Methods: retrospective, case control study. Review of records of all children (<14 years) seen at Ped Allergy-Immunology clinics of Hamad General Hospital during Jun 2014-2015 with severe AD who had zinc level tested. In addition to demographic data, lab. tests (CBC with differential, IgE, serum zinc, vitamin D, food allergens tests of SPT or specific IgE), SCORAD and weight and height were collected.

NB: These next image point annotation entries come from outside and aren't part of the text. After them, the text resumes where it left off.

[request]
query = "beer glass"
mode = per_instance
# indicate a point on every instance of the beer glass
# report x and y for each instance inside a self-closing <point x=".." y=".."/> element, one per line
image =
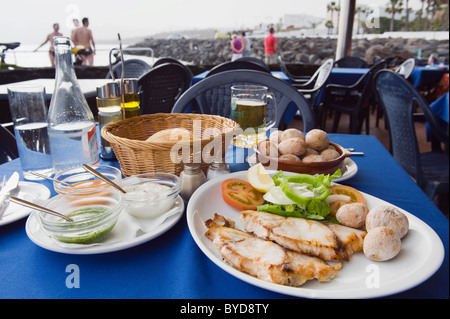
<point x="29" y="114"/>
<point x="251" y="110"/>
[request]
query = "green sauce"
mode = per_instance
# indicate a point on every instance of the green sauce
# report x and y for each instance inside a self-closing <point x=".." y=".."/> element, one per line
<point x="85" y="217"/>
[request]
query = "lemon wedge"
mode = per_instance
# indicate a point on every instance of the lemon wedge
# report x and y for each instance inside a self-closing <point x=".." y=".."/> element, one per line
<point x="258" y="177"/>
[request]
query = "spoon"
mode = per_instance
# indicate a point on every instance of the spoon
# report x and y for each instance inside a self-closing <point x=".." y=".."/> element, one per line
<point x="51" y="179"/>
<point x="37" y="207"/>
<point x="99" y="175"/>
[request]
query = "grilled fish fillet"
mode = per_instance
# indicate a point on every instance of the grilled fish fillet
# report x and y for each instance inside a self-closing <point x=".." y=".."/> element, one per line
<point x="321" y="239"/>
<point x="265" y="259"/>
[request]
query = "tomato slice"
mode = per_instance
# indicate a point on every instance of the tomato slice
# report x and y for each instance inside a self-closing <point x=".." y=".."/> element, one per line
<point x="241" y="195"/>
<point x="354" y="194"/>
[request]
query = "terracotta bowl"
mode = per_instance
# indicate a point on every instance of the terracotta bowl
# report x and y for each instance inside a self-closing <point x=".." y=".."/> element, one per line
<point x="312" y="168"/>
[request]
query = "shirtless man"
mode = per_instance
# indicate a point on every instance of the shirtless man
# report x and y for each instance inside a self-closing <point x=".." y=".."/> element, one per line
<point x="83" y="37"/>
<point x="49" y="38"/>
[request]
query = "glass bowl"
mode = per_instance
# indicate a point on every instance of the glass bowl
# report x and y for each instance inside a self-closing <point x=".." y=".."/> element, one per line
<point x="84" y="183"/>
<point x="150" y="195"/>
<point x="93" y="216"/>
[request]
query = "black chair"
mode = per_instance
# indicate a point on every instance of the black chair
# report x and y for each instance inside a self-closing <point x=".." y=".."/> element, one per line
<point x="399" y="100"/>
<point x="351" y="62"/>
<point x="237" y="65"/>
<point x="134" y="69"/>
<point x="312" y="88"/>
<point x="213" y="96"/>
<point x="161" y="87"/>
<point x="8" y="146"/>
<point x="354" y="100"/>
<point x="295" y="79"/>
<point x="172" y="60"/>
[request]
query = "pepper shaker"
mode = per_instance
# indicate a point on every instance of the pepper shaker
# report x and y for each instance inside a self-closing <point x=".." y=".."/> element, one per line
<point x="192" y="177"/>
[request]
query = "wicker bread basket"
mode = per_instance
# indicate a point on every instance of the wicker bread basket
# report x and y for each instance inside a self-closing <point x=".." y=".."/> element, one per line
<point x="137" y="156"/>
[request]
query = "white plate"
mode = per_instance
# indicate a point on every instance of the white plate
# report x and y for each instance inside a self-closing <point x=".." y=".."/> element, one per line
<point x="349" y="168"/>
<point x="28" y="191"/>
<point x="120" y="237"/>
<point x="421" y="254"/>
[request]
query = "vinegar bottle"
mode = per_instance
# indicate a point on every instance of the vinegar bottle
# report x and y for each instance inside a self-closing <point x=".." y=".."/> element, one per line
<point x="71" y="124"/>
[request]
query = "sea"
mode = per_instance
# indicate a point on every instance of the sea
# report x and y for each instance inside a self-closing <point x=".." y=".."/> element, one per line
<point x="24" y="56"/>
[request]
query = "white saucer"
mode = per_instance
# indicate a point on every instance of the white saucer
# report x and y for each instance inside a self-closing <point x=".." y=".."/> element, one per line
<point x="28" y="191"/>
<point x="128" y="232"/>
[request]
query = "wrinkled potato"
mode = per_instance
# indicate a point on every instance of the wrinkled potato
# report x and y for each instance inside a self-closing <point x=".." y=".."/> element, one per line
<point x="317" y="139"/>
<point x="381" y="243"/>
<point x="290" y="157"/>
<point x="313" y="158"/>
<point x="352" y="215"/>
<point x="389" y="216"/>
<point x="295" y="146"/>
<point x="330" y="154"/>
<point x="267" y="148"/>
<point x="310" y="151"/>
<point x="292" y="133"/>
<point x="275" y="137"/>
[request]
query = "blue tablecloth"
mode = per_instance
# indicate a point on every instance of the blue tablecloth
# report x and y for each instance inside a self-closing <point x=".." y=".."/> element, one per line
<point x="172" y="266"/>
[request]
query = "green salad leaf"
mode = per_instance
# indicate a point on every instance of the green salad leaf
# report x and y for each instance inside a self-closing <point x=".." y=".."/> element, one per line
<point x="308" y="194"/>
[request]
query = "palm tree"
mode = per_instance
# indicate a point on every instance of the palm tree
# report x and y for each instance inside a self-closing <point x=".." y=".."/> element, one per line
<point x="394" y="6"/>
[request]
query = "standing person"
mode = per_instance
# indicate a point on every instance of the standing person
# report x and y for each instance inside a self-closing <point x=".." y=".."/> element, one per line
<point x="236" y="47"/>
<point x="83" y="37"/>
<point x="51" y="51"/>
<point x="245" y="44"/>
<point x="270" y="48"/>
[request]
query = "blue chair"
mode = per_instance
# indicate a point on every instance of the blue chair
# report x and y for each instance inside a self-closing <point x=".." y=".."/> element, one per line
<point x="354" y="100"/>
<point x="213" y="96"/>
<point x="162" y="86"/>
<point x="399" y="100"/>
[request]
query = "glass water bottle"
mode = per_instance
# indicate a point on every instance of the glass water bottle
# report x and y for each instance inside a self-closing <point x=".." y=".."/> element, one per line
<point x="71" y="124"/>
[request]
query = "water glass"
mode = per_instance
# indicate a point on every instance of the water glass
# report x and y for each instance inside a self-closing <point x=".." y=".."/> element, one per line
<point x="251" y="110"/>
<point x="29" y="114"/>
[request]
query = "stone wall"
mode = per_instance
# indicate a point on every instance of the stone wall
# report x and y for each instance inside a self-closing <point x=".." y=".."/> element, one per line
<point x="296" y="50"/>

Results: 23 children (out of 130 children, 17.7%) were found to have serum zinc-low (ZL). We case-controlled them with a group of 23, age-matched, normal-zinc (ZN) AD children. The 2 groups were similar in age (48 vs. 46 months), sex, co-existing allergies (26.1%) vs 26.1%), and no. of positive food allergens per patient (1.9 vs 2) and type of food allergens. ZL had higher positive family history of allergies (91.3% vs. 69.6%) and parental consanguinity (39.1% vs 26.1%) than ZN. Besides ZL had higher WBC (15,554 vs. 11,223 cells/ul), peripheral blood eosinophils (846 vs 685 cells/ul), and IgE (3,132 vs. 2,086 Ku/L), but lower serum zinc (8.3 vs. 12.3 umol/L) levels, lower BMI (15% vs.18%). Both groups had similar SCORAD (62 vs 63). There was no significant association between zinc level with BMI or SCORAD compared to control group.
Conclusions: Zinc deficiency is quite common among children with severe AD. It seems positive family history and parental consanguinity are risk factors for it. AD zinc deficient children have elevated allergic inflammatory makers irrespective of AD severity.